Diskussion:Vertrag von Aigun
Die Gebiete zwischen Stanowoi-Gebirge (Äußerer Hinggan) und Heilong Jiang (Amur) bis zur Küste des Ochotskischen Meeres waren auch vor 1689 Teil des chinesischen Staatsverbandes, den die Manju mit in die Qing-Dynastie eingebracht hatten, die z.T. aber bereits von der Ming-Dynastie kontrolliert worden waren (Amur-Mündung, Teile Sachalins). Nur aus der Sicht einiger russischer Kolonisatoren konnte es sich um "umstrittenes" Gebiet handeln. Also sind diese Gebiete "erhalten geblieben" und nicht "zugeschlagen" worden. Herzlicher Gruß, --Ingochina 12:07, 26. Jul. 2007 (CEST)
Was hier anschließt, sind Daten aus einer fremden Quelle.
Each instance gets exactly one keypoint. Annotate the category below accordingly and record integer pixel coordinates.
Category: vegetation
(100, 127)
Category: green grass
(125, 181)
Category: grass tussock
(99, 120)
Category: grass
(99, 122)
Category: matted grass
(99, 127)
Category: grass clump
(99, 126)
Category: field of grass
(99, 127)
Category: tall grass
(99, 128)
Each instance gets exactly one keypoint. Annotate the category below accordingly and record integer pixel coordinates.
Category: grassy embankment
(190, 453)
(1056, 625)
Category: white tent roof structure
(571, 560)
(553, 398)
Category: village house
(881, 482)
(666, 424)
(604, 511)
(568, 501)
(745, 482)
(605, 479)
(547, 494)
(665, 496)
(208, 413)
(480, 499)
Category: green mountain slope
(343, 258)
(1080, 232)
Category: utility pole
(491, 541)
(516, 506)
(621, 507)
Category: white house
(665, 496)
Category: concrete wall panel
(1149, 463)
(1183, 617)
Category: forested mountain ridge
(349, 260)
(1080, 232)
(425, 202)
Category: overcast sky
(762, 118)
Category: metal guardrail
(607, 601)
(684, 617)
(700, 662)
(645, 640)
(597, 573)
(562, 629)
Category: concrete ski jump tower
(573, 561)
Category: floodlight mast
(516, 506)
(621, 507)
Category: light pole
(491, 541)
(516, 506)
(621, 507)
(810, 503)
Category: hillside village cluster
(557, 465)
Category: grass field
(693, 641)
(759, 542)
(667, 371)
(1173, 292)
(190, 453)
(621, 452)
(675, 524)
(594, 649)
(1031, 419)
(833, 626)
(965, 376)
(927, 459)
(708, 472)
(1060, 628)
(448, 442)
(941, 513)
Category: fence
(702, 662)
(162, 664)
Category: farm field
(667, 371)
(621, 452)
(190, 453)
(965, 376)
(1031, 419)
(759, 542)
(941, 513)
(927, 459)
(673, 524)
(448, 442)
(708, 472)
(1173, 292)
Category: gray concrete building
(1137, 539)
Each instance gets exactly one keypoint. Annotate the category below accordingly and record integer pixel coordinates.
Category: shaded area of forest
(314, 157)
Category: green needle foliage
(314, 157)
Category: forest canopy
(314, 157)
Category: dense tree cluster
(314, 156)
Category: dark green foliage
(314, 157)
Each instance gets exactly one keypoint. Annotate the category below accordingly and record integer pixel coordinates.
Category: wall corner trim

Hallo Ingochina. Ich habe natürlich was gegen Kolonisatoren, und zwar nicht nur wenn sie aus Russland kommen. Was Du da geschrieben hast, entspricht aber der Sichtweise der CHINESISCHEN Kolonisatoren. Dieses Gebiet, das von Ming ins chinesische Imperium "eingebracht" wurde, war genauso "ursprünglich chinesischer Boden" wie Sachalin, die Mongolei, Burjatien und ähnliches. Man muss doch eins eingestehen, dass der Vertrag von 1689 ein zwischen zwei expandierenden Ländern war, wobei das eine Land (Russland) zweifellos mehr Nutzen davon hatte als das andere (China). Damit haben sich zwei auf Kolonisierung ausgerichtete Staaten einfach die Einflusssphären geteilt. Das war's. Die Gebiete des äußeren Hinggan und des oberen Teils des Amur-Flusses, also Südsibirien, waren genauso chinesisch wie Fergana-Tal oder Pamir- Gebierge. Beste Grüße Slonik 22 18:32, 26. Jul. 2007 (CEST).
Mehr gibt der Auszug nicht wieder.